Kotov was born in Tula in Russia to a large working class family. He moved to Moscow in 1939 to study engineering, and also studied chess a great deal.
Kotov is best remembered today as an author. His trilogy of books Think Like a Grandmaster, Play Like a Grandmaster and Plan Like a Grandmaster are his best known, with Think Like... (which was translated into English by Bernard Cafferty and published by Batsford in 1971) being particularly famous. The book does is not concerned with advising where pieces should be placed on the board, or tactical motifs, but rather with the method of thinking that should be employed during a game.
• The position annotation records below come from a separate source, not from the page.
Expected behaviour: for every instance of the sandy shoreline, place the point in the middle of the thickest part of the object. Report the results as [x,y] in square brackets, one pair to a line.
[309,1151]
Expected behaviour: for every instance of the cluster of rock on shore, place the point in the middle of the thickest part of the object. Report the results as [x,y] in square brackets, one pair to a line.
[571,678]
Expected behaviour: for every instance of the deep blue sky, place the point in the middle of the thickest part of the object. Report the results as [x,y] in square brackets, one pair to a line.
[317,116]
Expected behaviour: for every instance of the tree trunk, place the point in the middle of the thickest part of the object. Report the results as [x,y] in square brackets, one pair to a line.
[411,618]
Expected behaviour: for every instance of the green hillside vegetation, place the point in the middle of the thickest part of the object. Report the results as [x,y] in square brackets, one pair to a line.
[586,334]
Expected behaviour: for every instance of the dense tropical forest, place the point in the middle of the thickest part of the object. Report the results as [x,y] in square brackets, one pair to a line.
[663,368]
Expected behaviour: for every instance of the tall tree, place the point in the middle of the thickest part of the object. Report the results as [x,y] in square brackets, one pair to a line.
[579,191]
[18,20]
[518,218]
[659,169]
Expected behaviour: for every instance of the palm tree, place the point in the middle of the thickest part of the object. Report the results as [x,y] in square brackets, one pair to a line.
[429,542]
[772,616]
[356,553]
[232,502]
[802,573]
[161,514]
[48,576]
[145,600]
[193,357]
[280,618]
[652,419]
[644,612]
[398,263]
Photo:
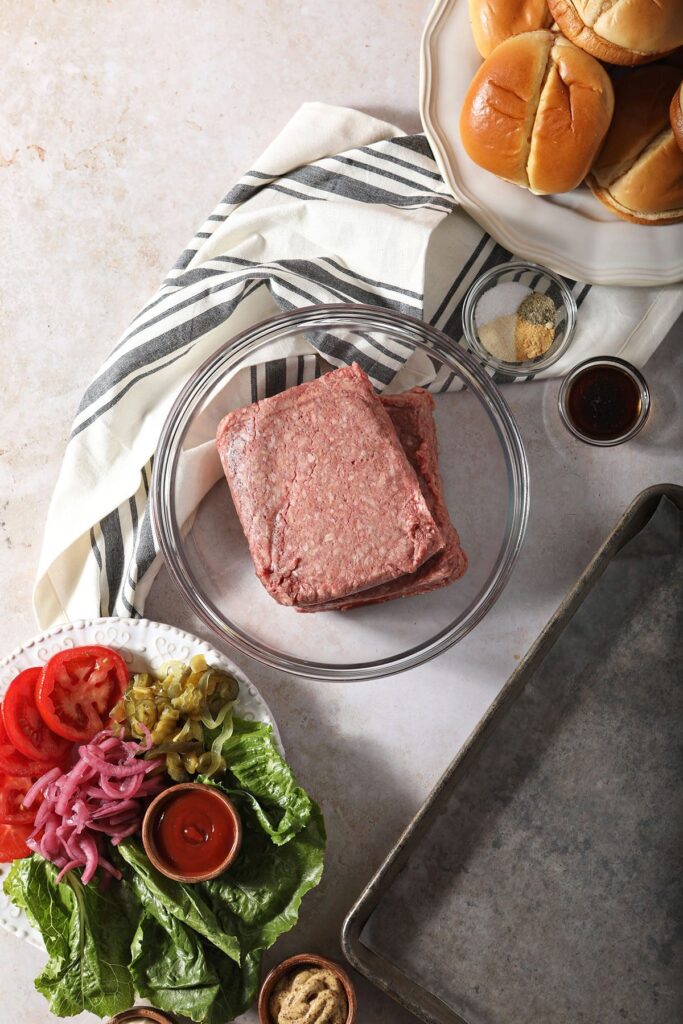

Kotov's advice to identify "candidate moves" and methodically examine them to build up an "analysis tree" remains well known today.
Kotov also had a number of good results as a player. One of his best early results was his second place finish in the 1939 USSR Championship, just missing out to Mikhail Botvinnik in the final round. This result won him the Grandmaster title, the third Soviet player to hold the title after Botvinnik and Grigory Levenfish. He won the title jointly with David Bronstein in 1948, and won at Venice in 1950, ahead of Vasily Smyslov.
In the first ever Candidiates Tournament of 1950 (the tournament to determine who challenges the World Champion, who at the time was Botvinnik) held in Budapest, he scored 8.5/18. He had qualified for the event by finishing fourth in the 1948 Interzonal Tournament in Stockholm, scoring 11.5/19.
Perhaps his best result came at the 1952 Saltsjobaden Interzonal, which he won with a score of 16.5/20, three clear points ahead of Tigran Petrosian and Mark Taimanov in second place, and without losing a game. In the following Candidates Tournament in Zürich, he scored 14/28, and was the only person to win a game against the tournament's winner, Smyslov.
Kotov played for the USSR at the Chess Olympiads of 1952 and 1954. After 1960, all the tournaments he took part in were outside the USSR. They include a shared first place with Svetozar Gligoric at Hastings in 1962, half a point ahead of Smyslov. He played in very few tournaments in his later years.